Tai Chi emphasizes the integration of body and application. Practicing the forms, push hands, and striking techniques involves dealing with force, referred to as force points. Eliminating inherent force is a challenge to oneself. Without studying one’s own force and force points, it is difficult to advance to deeper levels of practice. Similarly, it is also necessary to study the force points of the opponent in push hands and striking. If one’s own force points are not eliminated, it is impossible to neutralize the force points of the opponent’s attack.
When the forces of both sides are stuck together, neither can escape or neutralize the other’s attacking force. Both lose the characteristics of Tai Chi such as “light and agile movements,” “changes between Yin and Yang,” and “the interplay of movement and stillness.” At this moment, it is hard to say it’s “Tai Chi” push hands because both sides are attacking with force.
The so-called force points are the contact points where both sides touch. At the moment of contact, feeling the force from the other side is to recognize the force point, which can vary in size. Touching the opponent with a finger, the force point is as small as the finger, but if pushing with the palm on the opponent’s body, the force point is as large as the palm.

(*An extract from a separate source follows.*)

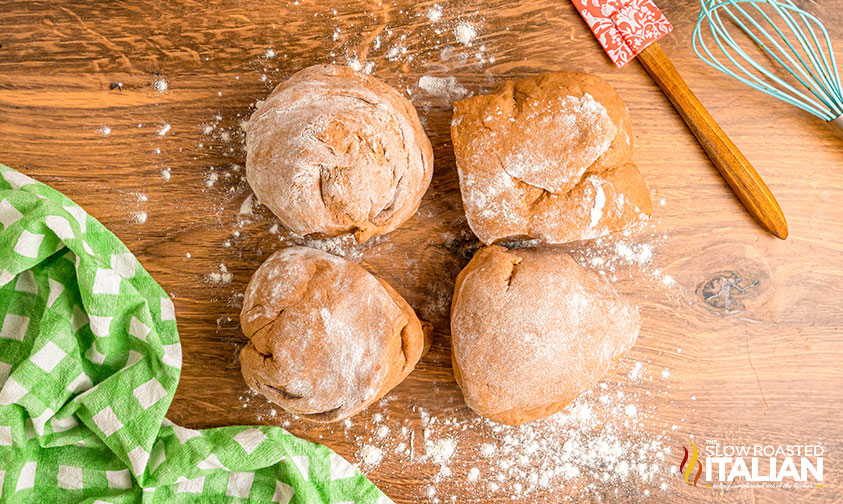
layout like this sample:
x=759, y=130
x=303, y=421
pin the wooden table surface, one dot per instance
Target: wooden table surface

Does practicing Tai Chi alone not involve force points? It does! However, beginners often find it difficult to detect their own force points.
It is normal for Tai Chi practitioners to have force points in their limbs. If, after many years of practice, the limbs are still full of force points, indicating areas of significant hardness blocking your hand, this proves that their years of Tai Chi practice have been of little effect, and there may be issues with the teaching.

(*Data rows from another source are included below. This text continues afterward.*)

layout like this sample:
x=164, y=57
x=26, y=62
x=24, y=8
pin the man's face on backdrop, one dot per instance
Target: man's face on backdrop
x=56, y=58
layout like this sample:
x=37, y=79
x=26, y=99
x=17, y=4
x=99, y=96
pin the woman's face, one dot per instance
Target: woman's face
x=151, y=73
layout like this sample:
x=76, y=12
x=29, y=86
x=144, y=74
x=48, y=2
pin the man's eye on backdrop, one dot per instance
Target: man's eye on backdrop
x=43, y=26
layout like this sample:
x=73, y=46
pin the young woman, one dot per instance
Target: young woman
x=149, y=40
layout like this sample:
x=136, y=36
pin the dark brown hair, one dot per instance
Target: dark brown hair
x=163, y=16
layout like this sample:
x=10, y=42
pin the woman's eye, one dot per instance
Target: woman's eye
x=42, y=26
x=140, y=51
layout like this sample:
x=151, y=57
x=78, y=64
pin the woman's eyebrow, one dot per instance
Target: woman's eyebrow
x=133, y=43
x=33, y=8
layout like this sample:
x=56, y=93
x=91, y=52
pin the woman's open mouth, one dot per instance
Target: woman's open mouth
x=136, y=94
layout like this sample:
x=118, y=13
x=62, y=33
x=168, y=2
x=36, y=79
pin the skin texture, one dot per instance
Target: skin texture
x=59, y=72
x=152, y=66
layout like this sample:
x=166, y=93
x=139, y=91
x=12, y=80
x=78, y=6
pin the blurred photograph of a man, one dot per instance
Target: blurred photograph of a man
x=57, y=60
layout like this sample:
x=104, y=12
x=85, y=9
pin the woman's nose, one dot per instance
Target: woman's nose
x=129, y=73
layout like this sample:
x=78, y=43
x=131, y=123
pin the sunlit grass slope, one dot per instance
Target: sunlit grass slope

From practicing the forms to wrapping the fists, from movements with force to the intention without force, from lifting hands and feet with inherent force to moving lightly and agilely.
Eliminating force points is not easy. How can one eliminate force points?
It’s natural to use force in all movements from birth, and practicing Tai Chi requires eliminating inherent force. “Using intention without exerting force” is very difficult and represents the first major hurdle for Tai Chi practitioners. Some suggest “practicing tightness instead of looseness,” but tightness leads to stiffness and more force, creating a vicious cycle of force that is hard to escape from. However, practicing Tai Chi with intention, not brute force, presents a contradiction between inherent force and relaxation, a dichotomy difficult to reconcile, necessitating the elimination of inherent force throughout the body.
Tai Chi practitioners having force points throughout their body, filled with tension inside and out, unable to eliminate this force for years or decades, why? These individuals likely have insufficient study of Tai Chi theory and have not fully grasped its essence. Ultimately, they lack theoretical preparation before practicing Tai Chi, leading to inevitable obstacles.
Understanding the truths of Tai Chi is not accomplished in one go. One must continually recognize and understand the principles, knowing the characteristics of Tai Chi such as “changes between Yin and Yang,” “light and agile movements,” and “using intention without exerting force.” Of course, these are not the only characteristics of Tai Chi; practitioners will encounter many others during their practice.
Understanding the art of Tai Chi is not just a mental realization or verbal expression, but a physical understanding, or “bodily comprehension.” Speaking of the skill of “empty and relaxed hands,” Chen Xin set the standard of “wonderful hands empty and relaxed.” To achieve such skill requires hands that are empty and relaxed, without exerting force. If the inherent force in the hands has not been eliminated, one does not truly understand Tai Chi.
Li Yiban wrote in “The Four-Character Secret”: “Follow others, not oneself; to still follow oneself is indeed following others. If you lead, you stagnate; if you follow, you move. Being able to follow others, one’s hands will have precision.” This explains Wang Zongyue’s phrase, “Give up oneself to follow the opponent, leading to their advance falling into emptiness.”
Eliminating the inherent force in one’s body as a Tai Chi practitioner is attainable. First, one must calm down, learn the theories and techniques of Tai Chi, follow the principles of the forms, regulate one’s movements, grasp the characteristics of Tai Chi, and act according to the rules. With time, success is assured.